ADR-11: Integration Testing with Golden Snapshots
🇰🇷 한국어 버전
| Date | Author | Repos |
|---|---|---|
| 2025-12-23 | @KubrickCode | core |
Status: Accepted
Context
Problem Statement
SpecVital Core parser must accurately detect tests across:
- Multiple test frameworks (Jest, Vitest, Playwright, JUnit, pytest, etc.)
- Multiple programming languages (JavaScript, TypeScript, Python, Go, Java, C#, etc.)
- Complex repository structures (monorepos, mixed frameworks, polyglot projects)
Challenges with Unit Tests Alone
- Limited Coverage: Synthetic test fixtures cannot anticipate all real-world code patterns
- Regression Risk: Parser changes may silently break detection in frameworks not covered by unit tests
- Edge Cases: Monorepos with nested configs, multiple frameworks in single repo, unconventional file structures
Requirements
- High Confidence: Verify parser behavior against real codebases
- Regression Detection: Automatically detect when parser output changes
- Fast Feedback: Re-runs should be quick despite testing many repositories
- Deterministic Results: Same input should produce same output
Decision
Use real open source GitHub repositories with golden snapshot comparison for integration testing.
Integration tests:
- Clone real repositories from GitHub
- Run the full parsing pipeline
- Compare results against pre-recorded golden snapshots
- Fail if any differences are detected (unless intentionally updated)
Options Considered
Option A: Golden Snapshots with Real Repositories (Selected)

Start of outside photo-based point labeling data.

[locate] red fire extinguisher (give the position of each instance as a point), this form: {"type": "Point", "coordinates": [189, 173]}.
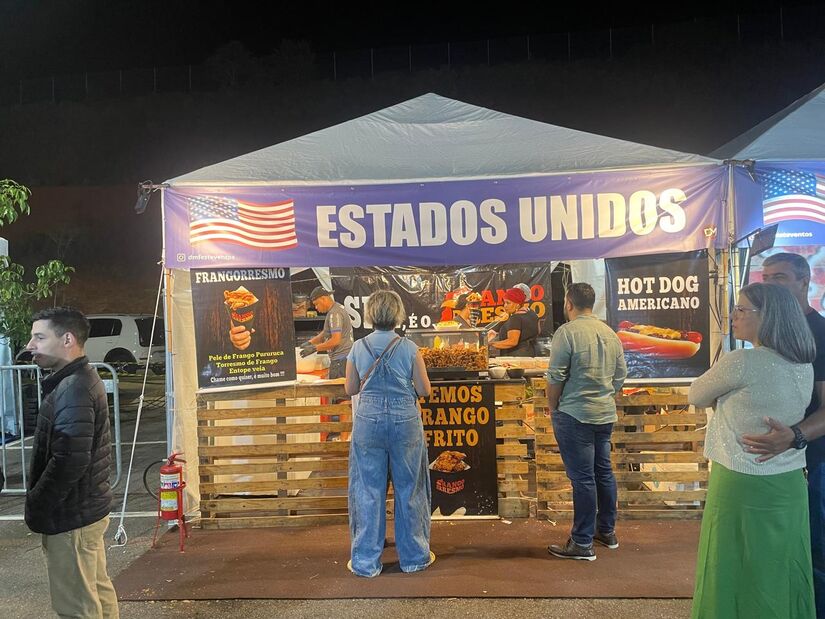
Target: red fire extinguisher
{"type": "Point", "coordinates": [170, 497]}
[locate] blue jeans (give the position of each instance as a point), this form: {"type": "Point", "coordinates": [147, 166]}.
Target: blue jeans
{"type": "Point", "coordinates": [816, 503]}
{"type": "Point", "coordinates": [585, 451]}
{"type": "Point", "coordinates": [388, 437]}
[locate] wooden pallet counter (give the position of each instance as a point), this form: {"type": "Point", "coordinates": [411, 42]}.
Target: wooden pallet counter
{"type": "Point", "coordinates": [657, 447]}
{"type": "Point", "coordinates": [262, 462]}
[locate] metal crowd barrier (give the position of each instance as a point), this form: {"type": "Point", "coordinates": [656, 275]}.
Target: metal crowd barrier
{"type": "Point", "coordinates": [16, 375]}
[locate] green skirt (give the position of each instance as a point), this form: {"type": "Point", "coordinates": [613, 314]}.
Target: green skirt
{"type": "Point", "coordinates": [755, 548]}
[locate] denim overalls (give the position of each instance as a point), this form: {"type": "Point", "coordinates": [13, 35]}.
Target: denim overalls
{"type": "Point", "coordinates": [388, 437]}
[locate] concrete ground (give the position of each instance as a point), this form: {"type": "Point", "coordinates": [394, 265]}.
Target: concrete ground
{"type": "Point", "coordinates": [24, 589]}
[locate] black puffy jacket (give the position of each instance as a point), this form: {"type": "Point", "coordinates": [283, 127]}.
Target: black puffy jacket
{"type": "Point", "coordinates": [72, 456]}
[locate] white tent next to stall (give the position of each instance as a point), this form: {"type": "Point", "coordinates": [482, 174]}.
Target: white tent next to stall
{"type": "Point", "coordinates": [434, 181]}
{"type": "Point", "coordinates": [788, 151]}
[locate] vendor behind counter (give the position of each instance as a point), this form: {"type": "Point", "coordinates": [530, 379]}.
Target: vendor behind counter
{"type": "Point", "coordinates": [516, 337]}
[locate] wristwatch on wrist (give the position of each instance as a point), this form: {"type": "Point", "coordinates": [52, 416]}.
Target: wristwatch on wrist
{"type": "Point", "coordinates": [799, 440]}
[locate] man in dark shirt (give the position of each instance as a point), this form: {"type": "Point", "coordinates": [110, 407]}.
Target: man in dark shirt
{"type": "Point", "coordinates": [792, 271]}
{"type": "Point", "coordinates": [517, 336]}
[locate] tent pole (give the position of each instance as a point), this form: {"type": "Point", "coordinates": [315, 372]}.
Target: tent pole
{"type": "Point", "coordinates": [731, 270]}
{"type": "Point", "coordinates": [167, 326]}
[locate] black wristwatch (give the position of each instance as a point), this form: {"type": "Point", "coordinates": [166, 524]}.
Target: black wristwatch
{"type": "Point", "coordinates": [799, 440]}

Clone real open source projects, parse them, and compare against saved snapshots.
Pros:
- Real-world validation: Tests against actual codebases, not synthetic fixtures
- Automatic regression detection: Any parser change that affects output is immediately visible
- Edge case coverage: Real projects naturally include edge cases developers wouldn't think to create
- Framework diversity: Test all supported frameworks with their canonical projects
- Documentation value: Repository list serves as proof of framework support
Cons:
- Initial execution time: Full test suite requires cloning many repositories
- External dependency: Tests depend on GitHub repository availability
- Maintenance burden: Snapshot updates required when parser behavior intentionally changes
- Network requirement: Initial run requires internet access
Option B: Synthetic Test Fixtures Only
Create artificial test files that exercise known patterns.
Pros:
- Fast execution, no network dependency
- Full control over test cases
- Simple to understand
Cons:
- Coverage gaps: Cannot anticipate all real-world patterns
- False confidence: Tests pass but parser fails on real code
- Maintenance overhead: Must manually create fixtures for each framework
- Missing edge cases: Real-world complexity not captured
Option C: Runtime Output Verification Only
Run parser and verify basic invariants (non-empty output, no errors) without snapshot comparison.
Pros:
- No snapshot maintenance
- Simple implementation
Cons:
- Silent regressions: Output changes go undetected
- Low confidence: Passing test doesn't mean correct output
- No baseline: No record of expected behavior
Implementation Details
Repository Configuration
Repositories are defined in repos.yaml:
repositories:
- name: vite
url: https://github.com/vitejs/vite
ref: v6.0.0
frameworks:
- vitest
- name: grafana
url: https://github.com/grafana/grafana
ref: v11.3.1
frameworks:
- cypress
- go-testing
- jest
- playwright
complex: true
nondeterministic: trueFields:
| Field | Description |
|---|---|
name | Repository identifier |
url | GitHub repository URL |
ref | Git tag or branch (pinned for reproducibility) |
frameworks | Expected frameworks to detect |
complex | Flag for monorepos or mixed framework projects |
nondeterministic | Skip strict snapshot comparison |
Shallow Clone with Caching
tests/integration/testdata/
├── cache/ # Cloned repositories
│ ├── vite-v6.0.0/
│ ├── grafana-v11.3.1/
│ └── .clone_complete # Marker files
└── golden/ # JSON snapshots
├── vite-v6.0.0.json
└── grafana-v11.3.1.jsonOptimization strategies:
- Shallow clone (
--depth=1): Minimize download size and time - Single branch (
--single-branch): Only fetch specified ref - Completion marker:
.clone_completefile prevents re-clone of partial downloads - Cache persistence: Cloned repos reused across test runs
Golden Snapshot Structure
{
"repository": "gin",
"ref": "v1.10.0",
"expectedFrameworks": ["go-testing"],
"fileCount": 38,
"testCount": 483,
"frameworkCounts": {
"go-testing": 38
},
"sampleFiles": [
{
"path": "auth_test.go",
"framework": "go-testing",
"suiteCount": 0,
"testCount": 9
}
],
"stats": {
"filesMatched": 38,
"filesScanned": 38
}
}Comparison points:
fileCount: Total number of test files detectedtestCount: Total number of test cases detectedframeworkCounts: Distribution of files per frameworksampleFiles: First N files (sorted by path for determinism)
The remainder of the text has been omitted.